For more information on SharePoint Server 2010 data size planning, see Storage and SQL Server capacity planning and configuration (SharePoint Server 2010).

SharePoint Scanning Planning – Part 1 – Storage and Sizing

With SharePoint Scanning and Capture, as with any project, planning is essential to success.  If you are going to use scanning software to send scanned images to a SharePoint Content Database, you need to lay some ground work.  This is the first in a series of planning articles.

One of the key areas of planning for any scanning/capture implementation is sizing and storage.   Many of the customers we work with have no real grasp on the volume of paper they deal with on a day to day basis, and when they make the migration to digitizing their paper, they are often quite surprised at the amount of paper they push through the system.  Obviously, this can cause some serious issues on many different fronts.   So how do you estimate the amount of paper?  There are several key conversion factors used by the document management industry, as outlined below:

 

Description Number of Pages Storage
1 Scanned Page – 8.5 x 11 1 50KB
1 Scanned Page – 11×17 1 100KB
1 File Cabinet – 4 drawers 10,0000 500MB
1 Box 2500 125MB
1 Linear Inch 100 5MB
1 E Size Engineering Drawing (48×36) 16 – 8.5×11 800KB

This table is a basic planning tool, and can be used as a starting point.  One thing to remember is that these are all standard pages.  Not full image magazine pages, but full text pages.  The other thing to keep in mind is that we have listed for boxes and file cabinets, the average number of pages contained within.  In the imaging world, we deal with images, not pages.  What is the difference?  A page may have 2 sides, which are converted digitally into 2 images.  So effectively, if you have a box with double sided pages you are scanning, you will have to double the storage required.
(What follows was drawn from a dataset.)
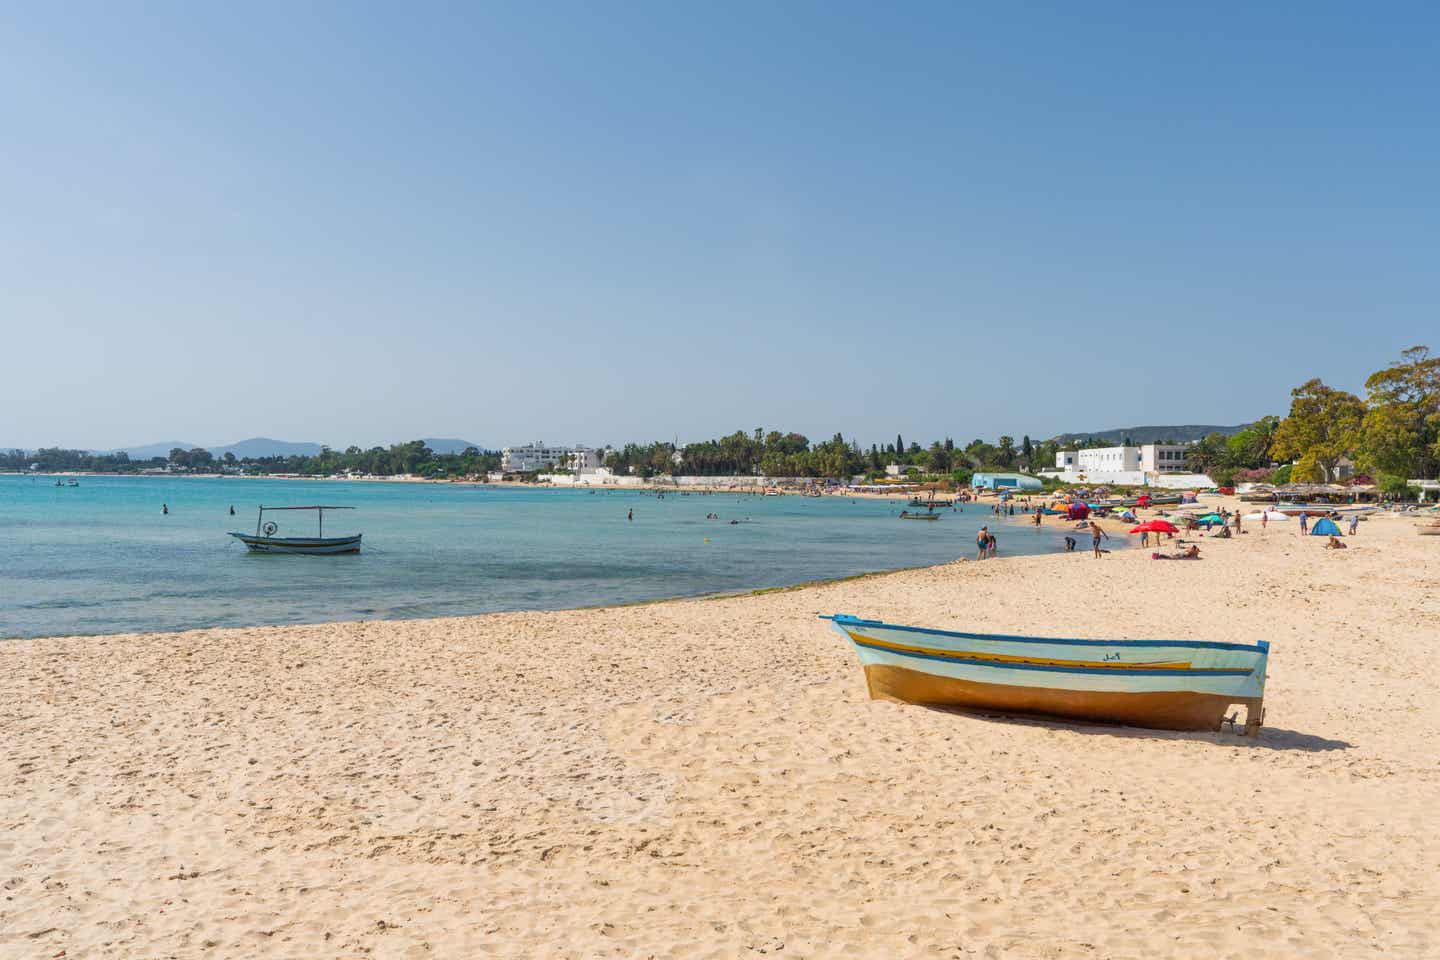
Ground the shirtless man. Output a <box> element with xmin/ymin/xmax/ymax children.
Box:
<box><xmin>1090</xmin><ymin>520</ymin><xmax>1109</xmax><ymax>558</ymax></box>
Some other key factors that can contribute to storage and sizing:

DPI Setting – one of the key questions we always receive is What DPI should I set on my scanner?  For most basic scanning and archive applications, you can set your scanner to 200 DPI.  If you are doing OCR or any type of advanced data extraction, you always want a 300 DPI image for maximum accuracy.  Anything beyond that is just a space killer, will slow down your process and really bloat your files.

Black and White, Greyscale and Color – always use black and white scanning to keep file sizes at an absolute minimum.  Greyscale and color scanning should only be used when absolutely necessary, as file sizes are just crazy.  Below is a table of file sizes for the same letter.  The letter was about 50% page coverage.

 

Scanning Mode/DPI File Size
Black and White – 200 DPI 26K
Black and White – 300 DPI 38K
Black and White – 400 DPI 51K
Black and White – 600 DPI 80K
Greyscale – 300 DPI 301K
Color- 300 DPI 577K

Image Processing – image cleanup can significantly reduce file sizes, and it is very important to use this feature whenever you can.  Despeckle, deshade, border removal, etc. will eliminate unnecessary noise in scanned images, and reduce your storage requirement by 10-30% depending on the quality of your documents.
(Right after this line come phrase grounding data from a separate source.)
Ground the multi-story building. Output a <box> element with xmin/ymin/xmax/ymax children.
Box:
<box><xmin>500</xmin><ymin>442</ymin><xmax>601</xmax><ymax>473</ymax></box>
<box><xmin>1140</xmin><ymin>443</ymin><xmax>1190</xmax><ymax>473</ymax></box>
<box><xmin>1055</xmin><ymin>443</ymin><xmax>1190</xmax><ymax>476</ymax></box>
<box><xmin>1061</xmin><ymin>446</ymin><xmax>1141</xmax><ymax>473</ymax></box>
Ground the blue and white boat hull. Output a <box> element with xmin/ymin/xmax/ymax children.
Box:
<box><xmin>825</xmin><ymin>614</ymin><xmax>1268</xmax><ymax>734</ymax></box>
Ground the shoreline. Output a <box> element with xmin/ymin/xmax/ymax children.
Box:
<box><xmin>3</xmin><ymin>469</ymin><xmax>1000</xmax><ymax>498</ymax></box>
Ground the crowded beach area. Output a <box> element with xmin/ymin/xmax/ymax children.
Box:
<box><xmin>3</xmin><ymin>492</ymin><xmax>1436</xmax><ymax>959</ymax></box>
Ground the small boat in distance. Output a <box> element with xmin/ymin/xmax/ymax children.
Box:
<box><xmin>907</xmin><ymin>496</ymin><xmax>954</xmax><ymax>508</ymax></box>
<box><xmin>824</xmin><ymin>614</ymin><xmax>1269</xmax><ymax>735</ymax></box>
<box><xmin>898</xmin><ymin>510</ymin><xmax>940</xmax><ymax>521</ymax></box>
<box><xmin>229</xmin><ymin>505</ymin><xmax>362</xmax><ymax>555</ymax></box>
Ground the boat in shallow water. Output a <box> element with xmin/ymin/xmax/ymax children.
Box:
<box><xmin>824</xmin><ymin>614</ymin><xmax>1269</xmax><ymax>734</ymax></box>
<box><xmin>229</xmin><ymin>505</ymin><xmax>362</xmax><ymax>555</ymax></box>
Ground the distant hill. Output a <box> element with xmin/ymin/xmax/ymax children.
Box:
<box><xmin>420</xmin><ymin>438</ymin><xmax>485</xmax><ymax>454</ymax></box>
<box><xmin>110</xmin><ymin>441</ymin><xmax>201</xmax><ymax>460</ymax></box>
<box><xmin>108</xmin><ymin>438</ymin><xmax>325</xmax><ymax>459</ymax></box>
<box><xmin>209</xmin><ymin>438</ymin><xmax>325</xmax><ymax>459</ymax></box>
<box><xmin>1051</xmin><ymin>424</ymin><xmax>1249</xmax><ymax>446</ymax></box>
Image Format – There is a lot of misinformation on the market about TIFF versus PDF.  I always hear “We want to store as TIFF because PDFs are just too big.”  Just not the case.  An image scanned to PDF is just a TIFF in PDF clothing (Or a PDF wrapper to be more exact).  The PDF overhead is almost negligible.  The de facto standard in imaging today is rapidly becoming the PDF image with hidden text.  This gives you a nice little file with the pristine image, and converted OCR text in the background.  The text layer adds negligible size to the file.

So now, with all this info, you can estimate volume in images, and then come up with required storage on a monthly, yearly or project basis.